One large department (dozens of  pumpers) decided to move to pressure governors from pressure relief valves. The department installed some governors on some current vehicles to test, with positive results. When new vehicles that had governors were delivered, the rigs were a total failure, mainly because the operators were unfamiliar with the governors and no adequate training was provided when the vehicles were put in service.

Minimum performance
What are the minimum performance requirements? If, for example, the fire district’s topography is extremely hilly, the speed requirements on specific grades should be articulated, so those requirements are included in the performance standards that are in the specification. This is important, because the performance standards might dictate the engine and drivetrain components that the manufacturer would include to meet this performance criteria. As well, parking on a grade that’s greater than 20 percent might require a front-wheel parking brake (highly recommended).

Safety features
Are there safety features that can be added to the apparatus? All manufacturers offer safety restraint systems, air bags, roll-over protection and Clean Cab options. Studies indicate that these systems provide an additional layer of protection for the occupants—at additional cost, of course.

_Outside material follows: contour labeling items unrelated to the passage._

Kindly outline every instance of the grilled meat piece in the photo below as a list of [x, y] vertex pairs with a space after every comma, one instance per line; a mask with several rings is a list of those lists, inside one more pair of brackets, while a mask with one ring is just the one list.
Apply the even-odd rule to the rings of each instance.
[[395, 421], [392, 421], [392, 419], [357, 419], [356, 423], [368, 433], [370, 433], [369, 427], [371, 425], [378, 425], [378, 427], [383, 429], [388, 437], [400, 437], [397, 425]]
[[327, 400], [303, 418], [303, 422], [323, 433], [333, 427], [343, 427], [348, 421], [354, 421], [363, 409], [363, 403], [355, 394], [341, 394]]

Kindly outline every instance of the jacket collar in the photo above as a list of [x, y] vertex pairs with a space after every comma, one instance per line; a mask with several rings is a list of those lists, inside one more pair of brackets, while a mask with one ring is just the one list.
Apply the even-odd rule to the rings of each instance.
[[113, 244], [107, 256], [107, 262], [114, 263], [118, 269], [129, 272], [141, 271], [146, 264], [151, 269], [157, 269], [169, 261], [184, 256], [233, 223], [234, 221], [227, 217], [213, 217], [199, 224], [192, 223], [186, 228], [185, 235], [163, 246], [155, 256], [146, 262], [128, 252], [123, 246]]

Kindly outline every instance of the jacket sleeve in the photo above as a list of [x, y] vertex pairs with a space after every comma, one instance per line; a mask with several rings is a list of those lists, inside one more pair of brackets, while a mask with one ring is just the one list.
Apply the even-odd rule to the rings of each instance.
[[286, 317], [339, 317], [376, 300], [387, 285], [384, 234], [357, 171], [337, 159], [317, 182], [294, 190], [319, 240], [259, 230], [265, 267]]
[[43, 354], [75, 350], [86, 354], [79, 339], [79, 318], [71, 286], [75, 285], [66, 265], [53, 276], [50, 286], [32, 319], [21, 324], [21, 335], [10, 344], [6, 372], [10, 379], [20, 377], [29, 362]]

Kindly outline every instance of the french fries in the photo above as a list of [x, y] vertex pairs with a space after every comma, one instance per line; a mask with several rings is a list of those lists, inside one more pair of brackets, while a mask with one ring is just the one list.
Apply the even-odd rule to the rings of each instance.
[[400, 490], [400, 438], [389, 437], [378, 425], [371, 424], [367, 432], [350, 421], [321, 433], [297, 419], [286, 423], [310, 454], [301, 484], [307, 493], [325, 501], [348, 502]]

As a precaution, be mindful of the manufacturer of the restraint system. Some of those companies offer their own proprietary systems, in which case your department might have to rely on them for repairs after the warranty period expires. Another choice would be to specify a restraint system that’s manufactured by an independent company that would offer the benefits of parts availability and repairs at a potential reduced cost.

On-board tools
What equipment is to be carried? A complete list of equipment that’s to be carried on the vehicle must be included with the specification. This is important to the manufacturer, because the weight of this equipment could cause the need for increased brake capability, increased axle and spring ratings, and tires that have increased load ratings. Should items be added at a later date, the load capacity of the vehicle could be exceeded, thus setting up the department for legal liability if the vehicle is involved in an accident.

Was the warranty service on the vehicle that’s being replaced adequate? All new vehicles come with a manufacturer’s warranty. Warranty language that’s written by the manufacturer is legal jargon that most laypeople rarely understand. Most apparatus committee members don’t do enough research into the warranty language in the purchasing contract. I strongly suggest that one of the objectives that’s handed to the specification writer should be to add more detail to the warranty requirements. I don’t recommend that the specification writer use a manufacturer’s language, because each manufacturer has slightly different warranty coverages.

For instance, some departments don’t have the luxury of having a warranty service center in close proximity to their stations. What is the acceptable distance that the department is willing to travel to get a vehicle repaired? A requirement that the manufacturer is responsible for the transportation of the vehicle to the service facility could be included in the specification. That said, some manufacturers might agree to this, and some might not. However, putting it into the specification makes it clear what the department wants, and the manufacturer that bids on the project can take exception to this if it so desires, in which case the apparatus committee can evaluate the exception to see whether it wants to accept it.

Once objectives are developed, they should be shared with the specification writer, so the objectives can be further detailed and articulated in the specification. The specification is where the technical details should be spelled out clearly. For example, the objective for the use of a Brand X pump would be added to the specifications, and much more detail regarding the components of the pump, the intake and discharge ports, and all of the desired options would be included.

Preparing specifications and purchasing apparatus are major undertakings that should be done in an orderly fashion and with an educated decision-making process. Creating objectives that clearly define the needs of the department greatly assists the specification writer with the preparation of the specifications.